Everyone around him seem to love him for who he was. Judy had a sort of standing joke with him over a spoon. I am not sure where that came from as it seemed to be a personal joke between the two of them. In a card that we all signed for him the other day, she placed a spoon in it knowing that he would understand. Regardless, customers and help alike seemed to enjoy being around him. If I was sitting down with a meal, I would often sit next to him and we would banter back and forth, often about our wives and our kids. Deep down, I could feel the love that he had for his family as he knew that I had for mine.

On a Christmas card once, his close friend, Harry, had wrote to me a thank you note for what he said was being there for Gene. He said that Jake's met allot to Gene. I recall thinking as I read that the feeling was mutual. Gene met allot to Jake's.

In many ways, I have always looked at Jake's as a sort of mission. I have even made the statement that if Jesus were here today, he would be pouring coffee at our counter. We seem to have such a wide variety of people, personalities, and needs that grace it on a daily basis. Some quiet like Gene and others who seem to bring out loud talk and laughter from others around them.

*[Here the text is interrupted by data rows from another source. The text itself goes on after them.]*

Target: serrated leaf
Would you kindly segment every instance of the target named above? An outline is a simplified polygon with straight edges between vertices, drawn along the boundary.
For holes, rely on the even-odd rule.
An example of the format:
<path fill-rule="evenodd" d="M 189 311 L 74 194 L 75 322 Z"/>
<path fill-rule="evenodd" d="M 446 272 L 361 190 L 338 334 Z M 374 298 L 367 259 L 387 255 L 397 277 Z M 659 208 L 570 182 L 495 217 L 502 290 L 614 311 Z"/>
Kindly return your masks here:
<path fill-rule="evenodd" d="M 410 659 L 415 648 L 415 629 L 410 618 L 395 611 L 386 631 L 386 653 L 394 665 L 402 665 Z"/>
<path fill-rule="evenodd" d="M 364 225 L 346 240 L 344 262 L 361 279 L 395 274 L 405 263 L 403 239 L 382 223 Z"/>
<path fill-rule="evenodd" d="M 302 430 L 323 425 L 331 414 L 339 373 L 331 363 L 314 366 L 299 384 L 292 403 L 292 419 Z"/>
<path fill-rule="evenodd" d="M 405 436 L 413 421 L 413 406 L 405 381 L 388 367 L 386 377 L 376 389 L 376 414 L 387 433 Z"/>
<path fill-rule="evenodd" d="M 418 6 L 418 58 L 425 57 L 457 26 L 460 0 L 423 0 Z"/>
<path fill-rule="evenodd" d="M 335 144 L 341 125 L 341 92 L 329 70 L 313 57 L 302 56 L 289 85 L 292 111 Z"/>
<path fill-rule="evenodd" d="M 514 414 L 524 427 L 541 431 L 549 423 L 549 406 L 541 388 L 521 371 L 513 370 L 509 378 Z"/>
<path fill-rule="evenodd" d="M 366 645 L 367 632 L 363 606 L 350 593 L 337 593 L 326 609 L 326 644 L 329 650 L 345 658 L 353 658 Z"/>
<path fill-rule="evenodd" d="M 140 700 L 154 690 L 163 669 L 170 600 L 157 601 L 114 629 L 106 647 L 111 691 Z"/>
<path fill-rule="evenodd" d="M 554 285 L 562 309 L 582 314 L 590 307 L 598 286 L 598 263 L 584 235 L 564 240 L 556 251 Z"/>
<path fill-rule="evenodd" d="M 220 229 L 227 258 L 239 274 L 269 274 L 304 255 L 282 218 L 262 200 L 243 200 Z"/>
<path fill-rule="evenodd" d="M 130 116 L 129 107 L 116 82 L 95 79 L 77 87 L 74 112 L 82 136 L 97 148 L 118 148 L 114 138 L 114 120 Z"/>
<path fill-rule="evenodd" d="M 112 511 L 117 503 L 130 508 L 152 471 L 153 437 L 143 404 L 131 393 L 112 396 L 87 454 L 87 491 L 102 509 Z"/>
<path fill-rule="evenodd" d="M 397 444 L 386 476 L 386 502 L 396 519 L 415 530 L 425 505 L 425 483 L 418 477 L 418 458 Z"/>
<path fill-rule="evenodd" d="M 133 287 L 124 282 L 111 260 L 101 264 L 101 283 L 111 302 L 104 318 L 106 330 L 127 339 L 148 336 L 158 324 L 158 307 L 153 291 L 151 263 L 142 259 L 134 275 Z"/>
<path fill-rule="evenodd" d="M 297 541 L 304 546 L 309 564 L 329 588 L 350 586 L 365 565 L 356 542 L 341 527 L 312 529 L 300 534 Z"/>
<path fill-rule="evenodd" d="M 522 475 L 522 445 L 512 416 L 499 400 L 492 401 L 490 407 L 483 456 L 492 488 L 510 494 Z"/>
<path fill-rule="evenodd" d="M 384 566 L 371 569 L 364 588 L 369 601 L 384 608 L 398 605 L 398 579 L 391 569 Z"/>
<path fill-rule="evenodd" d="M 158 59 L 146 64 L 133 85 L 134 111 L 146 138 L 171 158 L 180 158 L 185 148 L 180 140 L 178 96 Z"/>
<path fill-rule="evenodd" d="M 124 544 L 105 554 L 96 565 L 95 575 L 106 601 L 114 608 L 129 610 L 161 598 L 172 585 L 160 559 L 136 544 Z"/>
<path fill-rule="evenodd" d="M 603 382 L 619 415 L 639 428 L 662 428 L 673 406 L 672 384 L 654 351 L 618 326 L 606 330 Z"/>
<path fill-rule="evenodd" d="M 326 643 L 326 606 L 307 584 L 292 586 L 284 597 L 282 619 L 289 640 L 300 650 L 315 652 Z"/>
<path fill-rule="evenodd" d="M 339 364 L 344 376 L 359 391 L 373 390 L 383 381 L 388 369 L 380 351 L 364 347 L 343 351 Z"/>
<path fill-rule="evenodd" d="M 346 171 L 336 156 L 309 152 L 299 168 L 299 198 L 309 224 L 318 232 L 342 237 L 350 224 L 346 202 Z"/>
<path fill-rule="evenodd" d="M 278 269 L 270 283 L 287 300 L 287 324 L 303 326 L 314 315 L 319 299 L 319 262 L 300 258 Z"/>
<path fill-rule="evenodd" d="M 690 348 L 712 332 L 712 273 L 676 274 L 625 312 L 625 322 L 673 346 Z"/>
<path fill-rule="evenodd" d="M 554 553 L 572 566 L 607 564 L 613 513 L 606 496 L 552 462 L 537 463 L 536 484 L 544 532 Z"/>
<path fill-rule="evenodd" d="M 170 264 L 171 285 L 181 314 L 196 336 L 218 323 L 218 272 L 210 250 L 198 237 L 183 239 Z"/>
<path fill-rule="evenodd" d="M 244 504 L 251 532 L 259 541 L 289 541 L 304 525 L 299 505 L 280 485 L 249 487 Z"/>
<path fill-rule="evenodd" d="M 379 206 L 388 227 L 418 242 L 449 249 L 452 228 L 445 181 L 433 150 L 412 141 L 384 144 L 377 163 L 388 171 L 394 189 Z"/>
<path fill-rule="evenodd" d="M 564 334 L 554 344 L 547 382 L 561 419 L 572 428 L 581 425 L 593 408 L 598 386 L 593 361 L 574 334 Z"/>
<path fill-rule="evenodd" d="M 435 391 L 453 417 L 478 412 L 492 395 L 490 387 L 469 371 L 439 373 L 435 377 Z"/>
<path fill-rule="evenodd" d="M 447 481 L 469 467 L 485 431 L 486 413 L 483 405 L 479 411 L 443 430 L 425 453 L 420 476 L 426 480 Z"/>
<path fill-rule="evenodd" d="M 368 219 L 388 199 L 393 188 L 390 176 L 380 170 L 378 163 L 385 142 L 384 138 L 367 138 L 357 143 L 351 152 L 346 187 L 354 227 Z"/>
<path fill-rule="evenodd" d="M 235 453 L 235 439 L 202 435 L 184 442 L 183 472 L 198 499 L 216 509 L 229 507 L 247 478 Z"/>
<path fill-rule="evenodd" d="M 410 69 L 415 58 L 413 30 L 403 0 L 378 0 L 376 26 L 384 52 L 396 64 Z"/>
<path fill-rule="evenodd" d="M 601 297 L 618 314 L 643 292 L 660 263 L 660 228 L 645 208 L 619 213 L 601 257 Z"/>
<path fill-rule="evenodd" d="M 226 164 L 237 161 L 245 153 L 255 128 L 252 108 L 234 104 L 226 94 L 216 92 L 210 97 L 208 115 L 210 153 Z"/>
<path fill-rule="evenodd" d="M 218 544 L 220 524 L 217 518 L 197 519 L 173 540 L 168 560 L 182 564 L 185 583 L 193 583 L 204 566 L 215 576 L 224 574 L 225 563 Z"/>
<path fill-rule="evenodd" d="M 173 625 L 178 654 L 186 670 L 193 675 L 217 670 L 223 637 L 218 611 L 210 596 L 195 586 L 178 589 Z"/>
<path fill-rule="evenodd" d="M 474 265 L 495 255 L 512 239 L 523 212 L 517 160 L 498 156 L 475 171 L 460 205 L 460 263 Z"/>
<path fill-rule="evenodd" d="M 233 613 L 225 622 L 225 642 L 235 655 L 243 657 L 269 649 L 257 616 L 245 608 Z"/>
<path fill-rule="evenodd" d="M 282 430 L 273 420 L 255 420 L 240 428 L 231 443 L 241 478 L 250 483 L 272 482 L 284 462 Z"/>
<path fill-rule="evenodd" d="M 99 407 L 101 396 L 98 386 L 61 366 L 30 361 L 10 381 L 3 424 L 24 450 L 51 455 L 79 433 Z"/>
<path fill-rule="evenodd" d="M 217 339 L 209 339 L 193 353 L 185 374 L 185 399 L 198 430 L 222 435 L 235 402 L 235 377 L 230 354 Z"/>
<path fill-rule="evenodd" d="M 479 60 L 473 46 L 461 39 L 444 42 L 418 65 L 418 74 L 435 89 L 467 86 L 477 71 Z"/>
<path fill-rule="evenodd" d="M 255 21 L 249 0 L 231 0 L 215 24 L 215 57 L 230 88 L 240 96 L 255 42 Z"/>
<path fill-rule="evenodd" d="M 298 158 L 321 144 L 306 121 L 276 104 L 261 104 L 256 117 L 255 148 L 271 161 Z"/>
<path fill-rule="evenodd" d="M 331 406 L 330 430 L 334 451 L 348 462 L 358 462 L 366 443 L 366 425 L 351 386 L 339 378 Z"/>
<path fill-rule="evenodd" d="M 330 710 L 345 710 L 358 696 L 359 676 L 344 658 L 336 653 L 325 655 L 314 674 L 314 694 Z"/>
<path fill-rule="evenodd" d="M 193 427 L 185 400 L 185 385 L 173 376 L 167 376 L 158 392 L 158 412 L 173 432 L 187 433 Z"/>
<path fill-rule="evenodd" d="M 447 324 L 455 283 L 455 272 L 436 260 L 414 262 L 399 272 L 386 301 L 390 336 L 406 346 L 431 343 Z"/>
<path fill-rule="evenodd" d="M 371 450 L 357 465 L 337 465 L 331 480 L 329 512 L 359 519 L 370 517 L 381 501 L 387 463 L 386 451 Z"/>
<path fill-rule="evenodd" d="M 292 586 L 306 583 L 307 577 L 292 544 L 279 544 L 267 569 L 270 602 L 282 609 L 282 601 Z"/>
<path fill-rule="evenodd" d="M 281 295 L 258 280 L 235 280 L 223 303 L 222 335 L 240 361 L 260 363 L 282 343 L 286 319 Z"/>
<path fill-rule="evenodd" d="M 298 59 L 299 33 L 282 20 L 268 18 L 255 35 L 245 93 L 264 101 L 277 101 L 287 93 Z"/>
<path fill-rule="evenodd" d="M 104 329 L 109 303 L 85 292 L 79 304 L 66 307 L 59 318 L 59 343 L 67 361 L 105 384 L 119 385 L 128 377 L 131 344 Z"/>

I recall one customer once who stopped me as I was pouring coffee. "You are the guy on the radio", he said, "And this place is just like you said. It feels like home when you walk in. Do you pay those guys up at the counter to just sit there and joke and laugh with one another?". I smile as I realized that those same enduring parts of what is Jake's actually pay me to be there.

Gene went into surgery the other day. The surgery was lengthy and involved. Tonight, his body struggles to hang on. The doctors battle to keep the inner infection at bay and his family must decide on what is best for him.

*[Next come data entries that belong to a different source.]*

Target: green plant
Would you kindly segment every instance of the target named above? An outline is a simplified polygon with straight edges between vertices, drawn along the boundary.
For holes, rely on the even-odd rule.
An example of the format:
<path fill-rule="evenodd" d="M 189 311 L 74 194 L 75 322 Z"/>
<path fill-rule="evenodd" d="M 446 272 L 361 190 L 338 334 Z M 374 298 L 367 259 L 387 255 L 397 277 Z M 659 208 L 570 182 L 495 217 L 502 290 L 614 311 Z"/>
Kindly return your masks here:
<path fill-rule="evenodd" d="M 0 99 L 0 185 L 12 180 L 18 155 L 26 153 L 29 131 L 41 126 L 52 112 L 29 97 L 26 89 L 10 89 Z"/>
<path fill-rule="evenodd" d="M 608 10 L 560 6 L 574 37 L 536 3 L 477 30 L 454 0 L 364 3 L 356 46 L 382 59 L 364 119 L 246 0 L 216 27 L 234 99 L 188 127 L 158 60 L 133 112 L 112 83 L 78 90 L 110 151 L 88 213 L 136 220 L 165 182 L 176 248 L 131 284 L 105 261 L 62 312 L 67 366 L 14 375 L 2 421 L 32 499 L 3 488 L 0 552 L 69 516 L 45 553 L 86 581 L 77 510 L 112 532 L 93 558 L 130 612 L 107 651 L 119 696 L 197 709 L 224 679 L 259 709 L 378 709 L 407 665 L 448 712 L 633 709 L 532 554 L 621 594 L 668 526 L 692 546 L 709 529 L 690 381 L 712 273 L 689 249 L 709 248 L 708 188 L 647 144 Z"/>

I awoke a couple of hours ago with a deep pain inside. I knew it was a sort of sympathy pain for my dear friend who lays in the bed up in the hospital. I had so many enquiries yesterday, that I finally called Harry up last evening. His wife first answered the phone and when she realized it was me thanked me for what all I had done for Gene. She said that Gene's wife had told her that Jake's was the bright spot in Gene's daily life. I thanked her but reminded her that it was not me but the entity of Jake's itself....both employees and customers alike.

So, tonight, I find myself introducing you all to yet another angel who has graced my life. I pray for God's mercy and will in his situation. And for his family and the decisions that they must make. A tear wells up as I realize that at least in this life, I may never get the chance again to sit and talk with him. I wonder if their will be a big coffee counter in Heaven. I kind of hope so.

4 comments:

Anonymous said...

Thanks for sharing your stories Lyle. There is so much value and richness in the stories of peoples lives. My dad would be 84 this year. He grew up during the Great Depression, joined the Navy at the end of WW2 and worked on the waterfront in southern California all his life. He died when I was 19 ( 21 years ago) and I never got the chance to learn who he really was. Most of his friends served during WW2 and I can remember when I was little hearing words like Normandy beach, Guadalcanal, Saipan etc. At the time of course I had no idea what they meant but I realize now that my Dad was part of a remarkable generation of very tough people. I love hearing about the lives of people that have gone before me, so thanks for sharing.

~Candis said...

Sorry to hear about another friend passing. This has been a weird year that way. Jakes seems like such a blessing though...to get to meet so many people.

diner life said...

He has not passed yet but it does not look good for him. I really feel for him and his family right now. I don't fear death but I certainly don't look forward to the dieing part.

diner life said...

We got word today that Gene passed on. His service will be held at Jake's on Friday afternoon.